Why can't your switch statement data type be long, Java?

Here's an excerpt from Sun's Java tutorials:

A switch works with the byte, short, char, and int primitive data types. It also works with enumerated types (discussed in Classes and Inheritance) and a few special classes that "wrap" certain primitive types: Character, Byte, Short, and Integer (discussed in Simple Data Objects).

There must be a good reason why the long primitive data type is not allowed. Anyone know what it is?


I think to some extent it was probably an arbitrary decision based on typical use of switch.

A switch can essentially be implemented in two ways (or in principle, a combination): for a small number of cases, or ones whose values are widely dispersed, a switch essentially becomes the equivalent of a series of ifs on a temporary variable (the value being switched on must only be evaluated once). For a moderate number of cases that are more or less consecutive in value, a switch table is used (the TABLESWITCH instruction in Java), whereby the location to jump to is effectively looked up in a table.
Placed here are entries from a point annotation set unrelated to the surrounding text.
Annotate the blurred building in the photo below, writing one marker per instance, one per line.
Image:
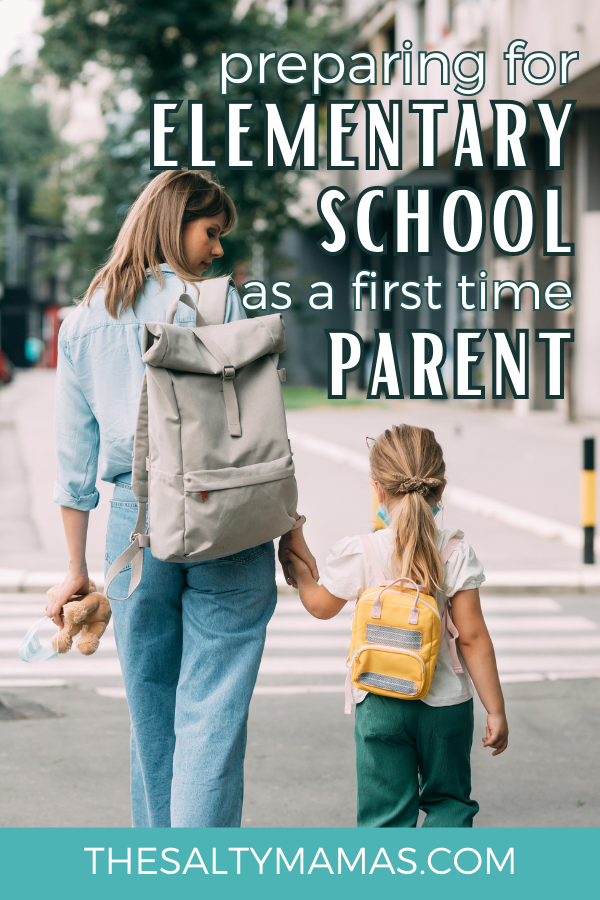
(453, 26)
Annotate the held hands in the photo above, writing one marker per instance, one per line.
(496, 733)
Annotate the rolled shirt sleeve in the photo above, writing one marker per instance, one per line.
(77, 438)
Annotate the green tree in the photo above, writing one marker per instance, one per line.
(159, 50)
(31, 151)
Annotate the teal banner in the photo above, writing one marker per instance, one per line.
(296, 862)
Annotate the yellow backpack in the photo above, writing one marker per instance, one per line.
(396, 634)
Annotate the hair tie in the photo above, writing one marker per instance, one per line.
(422, 486)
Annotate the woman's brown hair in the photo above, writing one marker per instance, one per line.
(152, 234)
(408, 463)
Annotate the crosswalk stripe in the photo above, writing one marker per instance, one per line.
(496, 624)
(63, 667)
(32, 682)
(519, 604)
(332, 665)
(501, 642)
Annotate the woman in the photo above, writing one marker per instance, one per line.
(190, 639)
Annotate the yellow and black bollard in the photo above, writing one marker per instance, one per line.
(588, 499)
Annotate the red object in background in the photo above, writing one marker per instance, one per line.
(53, 318)
(5, 369)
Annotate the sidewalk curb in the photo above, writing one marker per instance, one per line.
(20, 581)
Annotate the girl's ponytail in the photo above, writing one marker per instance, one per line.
(407, 462)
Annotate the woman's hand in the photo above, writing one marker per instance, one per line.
(294, 541)
(57, 596)
(496, 733)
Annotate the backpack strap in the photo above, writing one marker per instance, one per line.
(373, 560)
(172, 310)
(213, 299)
(212, 302)
(447, 623)
(139, 483)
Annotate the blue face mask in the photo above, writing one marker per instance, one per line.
(383, 514)
(33, 650)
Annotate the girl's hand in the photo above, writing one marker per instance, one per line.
(496, 733)
(300, 573)
(62, 593)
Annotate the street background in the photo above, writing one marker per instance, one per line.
(75, 92)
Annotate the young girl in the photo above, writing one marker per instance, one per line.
(191, 637)
(415, 754)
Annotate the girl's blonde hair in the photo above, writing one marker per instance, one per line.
(152, 234)
(407, 462)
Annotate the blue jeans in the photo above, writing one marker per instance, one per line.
(190, 641)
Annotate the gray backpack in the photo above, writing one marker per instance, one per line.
(211, 452)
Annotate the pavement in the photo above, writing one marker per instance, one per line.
(516, 495)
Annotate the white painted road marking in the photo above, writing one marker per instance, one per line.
(486, 507)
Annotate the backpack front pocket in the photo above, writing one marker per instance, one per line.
(391, 671)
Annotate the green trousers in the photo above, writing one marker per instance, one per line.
(411, 756)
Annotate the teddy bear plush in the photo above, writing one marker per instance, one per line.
(86, 615)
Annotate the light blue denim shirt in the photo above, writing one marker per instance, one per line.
(98, 381)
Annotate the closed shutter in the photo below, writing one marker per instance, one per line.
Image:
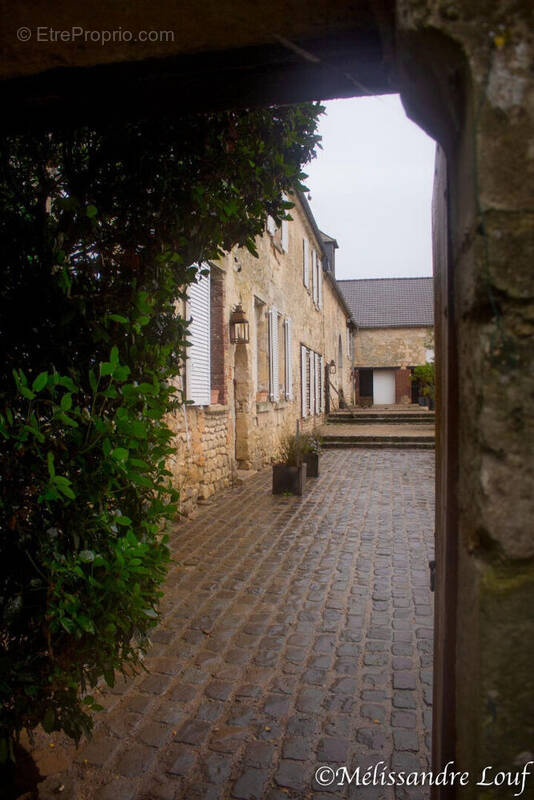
(198, 353)
(289, 361)
(321, 384)
(312, 382)
(273, 355)
(314, 276)
(303, 379)
(317, 383)
(285, 235)
(285, 230)
(306, 262)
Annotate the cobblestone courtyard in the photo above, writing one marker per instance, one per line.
(296, 633)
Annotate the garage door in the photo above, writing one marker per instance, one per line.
(383, 386)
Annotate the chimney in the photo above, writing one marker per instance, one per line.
(330, 246)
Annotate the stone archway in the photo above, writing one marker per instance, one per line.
(464, 74)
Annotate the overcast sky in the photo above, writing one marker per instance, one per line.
(371, 188)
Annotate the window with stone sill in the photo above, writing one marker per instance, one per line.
(262, 351)
(204, 367)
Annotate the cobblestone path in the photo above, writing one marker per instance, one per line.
(296, 633)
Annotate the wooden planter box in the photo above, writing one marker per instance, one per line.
(288, 479)
(312, 465)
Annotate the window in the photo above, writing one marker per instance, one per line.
(217, 336)
(311, 382)
(198, 366)
(274, 390)
(261, 366)
(317, 278)
(281, 357)
(315, 283)
(306, 263)
(288, 357)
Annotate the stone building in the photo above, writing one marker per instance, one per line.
(245, 397)
(394, 318)
(464, 73)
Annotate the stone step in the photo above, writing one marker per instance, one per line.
(331, 437)
(375, 444)
(356, 419)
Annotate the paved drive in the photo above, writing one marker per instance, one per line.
(296, 633)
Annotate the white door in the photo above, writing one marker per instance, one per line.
(383, 386)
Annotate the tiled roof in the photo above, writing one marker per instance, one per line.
(390, 302)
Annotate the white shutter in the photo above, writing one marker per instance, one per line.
(288, 360)
(312, 382)
(321, 385)
(303, 379)
(198, 354)
(285, 235)
(306, 262)
(285, 230)
(317, 383)
(314, 276)
(273, 355)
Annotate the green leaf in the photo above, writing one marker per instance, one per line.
(66, 402)
(40, 382)
(49, 720)
(27, 393)
(68, 420)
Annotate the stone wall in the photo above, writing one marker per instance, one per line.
(245, 430)
(391, 347)
(203, 460)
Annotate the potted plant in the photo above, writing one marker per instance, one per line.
(312, 450)
(425, 376)
(289, 470)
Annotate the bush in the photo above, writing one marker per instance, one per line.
(425, 374)
(98, 230)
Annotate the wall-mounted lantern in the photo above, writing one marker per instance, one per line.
(239, 327)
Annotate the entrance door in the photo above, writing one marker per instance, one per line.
(383, 387)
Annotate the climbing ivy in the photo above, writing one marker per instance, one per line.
(98, 228)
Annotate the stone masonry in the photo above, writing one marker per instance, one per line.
(296, 632)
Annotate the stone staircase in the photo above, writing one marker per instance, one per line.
(386, 427)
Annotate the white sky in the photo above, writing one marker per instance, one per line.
(371, 188)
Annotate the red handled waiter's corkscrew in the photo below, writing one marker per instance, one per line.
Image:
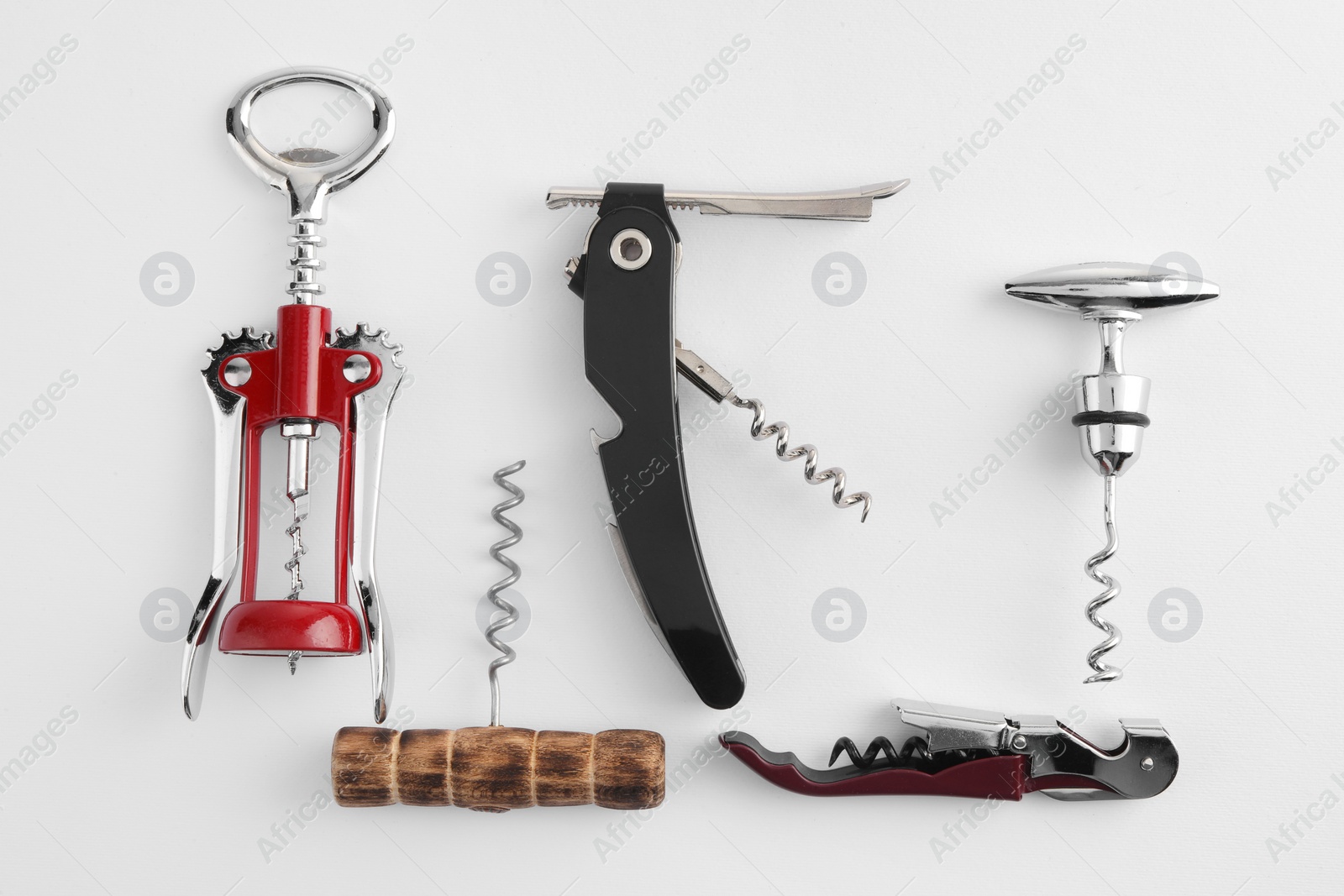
(302, 378)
Either of these methods could in principle use a long value rather than an integer. But I think it was probably just a practical decision to balance up the complexity of the instruction set and compiler with actual need: the cases where you really need to switch over a long are rare enough that it's acceptable to have to re-write as a series of IF statements, or work round in some other way (if the long values in question are close together, you can in your Java code switch over the int result of subtracting the lowest value).


Because they didn't implement the necessary instructions in the bytecode and you really don't want to write that many cases, no matter how "production ready" your code is...

[EDIT: Extracted from comments on this answer, with some additions on background]

To be exact, 2³² is a lot of cases and any program with a method long enough to hold more than that is going to be utterly horrendous! In any language. (The longest function I know of in any code in any language is a little over 6k SLOC – yes, it's a big switch – and it's really unmanageable.) If you're really stuck with having a long where you should have only an int or less, then you've got two real alternatives.

  1. Use some variant on the theme of hash functions to compress the long into an int. The simplest one, only for use when you've got the type wrong, is to just cast! More useful would be to do this:

    (int) ((x&0xFFFFFFFF) ^ ((x >>> 32) & 0xFFFFFFFF))
    

    before switching on the result. You'll have to work out how to transform the cases that you're testing against too. But really, that's still horrible since it doesn't address the real problem of lots of cases.

  2. A much better solution if you're working with very large numbers of cases is to change your design to using a Map<Long,Runnable> or something similar so that you're looking up how to dispatch a particular value. This allows you to separate the cases into multiple files, which is much easier to manage when the case-count gets large, though it does get more complex to organize the registration of the host of implementation classes involved (annotations might help by allowing you to build the registration code automatically).

    FWIW, I did this many years ago (we switched to the newly-released J2SE 1.2 part way through the project) when building a custom bytecode engine for simulating massively parallel hardware (no, reusing the JVM would not have been suitable due to the radically different value and execution models involved) and it enormously simplified the code relative to the big switch that the C version of the code was using.

To reiterate the take-home message, wanting to switch on a long is an indication that either you've got the types wrong in your program or that you're building a system with that much variation involved that you should be using classes. Time for a rethink in either case.


Because the lookup table index must be 32 bits.